Treatment options for a CMC joint include surgery, injections, and stem cell therapy. This type of treatment uses stem cells from bone marrow, which can differentiate into cartilage tissue. This can help restore damaged cartilage and promote the joint’s original function. In a recent study of 15 individuals with CMC arthritis, stem cell treatment significantly reduced pain. Patients reported that their pain decreased by half during activities.
Pain is the most common symptom of a CMC joint and is often aggravated by pinching or gripping. In severe cases, the constant pain can make it difficult to turn a doorknob. Inflammation of the tendons can also cause pain. The thumb can become swollen and painful, and the ligaments and tendons in the joint may become lax.
A doctor may prescribe NSAIDs, heat, or bracing to reduce swelling and pain in the CMC joint. Other treatments include steroid injections or physical therapy. Depending on the severity of the pain, a doctor may also prescribe low-dose narcotics.
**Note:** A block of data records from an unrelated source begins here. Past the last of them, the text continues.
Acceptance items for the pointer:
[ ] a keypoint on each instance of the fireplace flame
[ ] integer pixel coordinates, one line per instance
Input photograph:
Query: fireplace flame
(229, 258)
A CMC joint may also undergo surgery. In severe cases, a CMC joint may need a complete replacement. This surgery removes the arthritic joint and bone. The surgeon may also use a bone-grafting device to repair the joint. This joint replacement is a viable option for some cases but may result in more complications.
Degenerative arthritis of the thumb CMC joint may result in contracture of the first web space, making it difficult to pinch objects. The joint may also become hyperextended, impairing the user’s grip and resulting in a “swan neck” deformity. This surgery is usually performed on an outpatient basis. However, it is important to understand that CMC arthroplasty is a complex procedure and may result in complications.
A CMC joint arthritis nonsurgical treatment plan should include rehabilitation services. These services aim to improve the quality of life for patients suffering from CMC joint arthritis. The rehabilitation process includes teaching patients how to reduce pain and use adaptive devices to relieve symptoms.